May 30

WASHINGTON - Old-fashioned asthma inhalers that hold environment-harming chemicals will quit selling at year’s end — and the government is urging patients not to wait until the last minute to switch to newer alternatives.

Patients use inhalers that dispense airway-relaxing albuterol during asthma attacks.

Chemicals called chlorofluorocarbons, or CFCs, once were widely used to propel the deaden with narcotics into the lungs. But CFC-containing consumer products are being phased out because CFCs damage the Earth’s protective ozone layer. As of Dec. 31, CFC-containing anti-allergic/asthma inhalers can no longer be made or sold in the U.S. — and inhalers are being powered instead by ozone-friendly HFAs, or hydrofluoroalkanes.

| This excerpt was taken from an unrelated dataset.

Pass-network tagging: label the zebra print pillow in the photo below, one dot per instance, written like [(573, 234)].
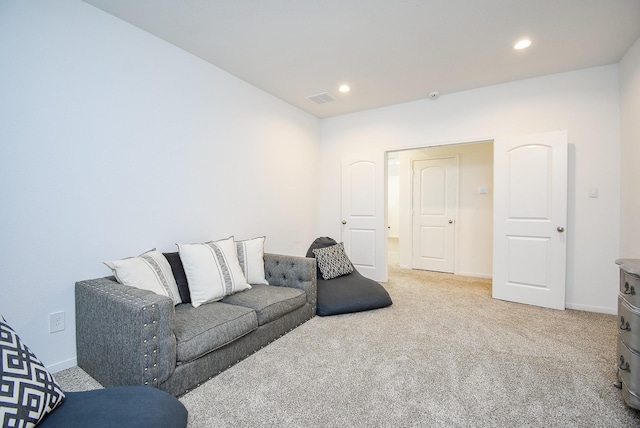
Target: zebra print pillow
[(332, 261), (28, 392)]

Patients be the subject of been warned of the make some change in. for diverse years — but the Food and Drug Administration is issuing an advisory Friday saying anyone still using CFC inhalers should ask their doctor about switching now.

The FDA warns that the patients will face a learning curve: HFA inhalers may taste and feel different. The spray may feel softer. Each must be primed and cleaned in a specific way to prevent clogs. And they guard to cost greater quantity.

CFC-free options: GlaxoSmithKline’s ventolin HFA, Schering Plough’s proventil HFA and Ivax Corp.’s Proair HFA, all containing albuterol. Also, Sepracor’s Xopenex HFA contains levalbuterol, a similar medication.

The FDA said Armstrong Pharmaceuticals is the alone remaining maker of CFC inhalers and is expected to stop production even before the deadline — albeit some agency spokesman wouldn’t provide a date. Armstrong could not immediately be reached for the sake of comment.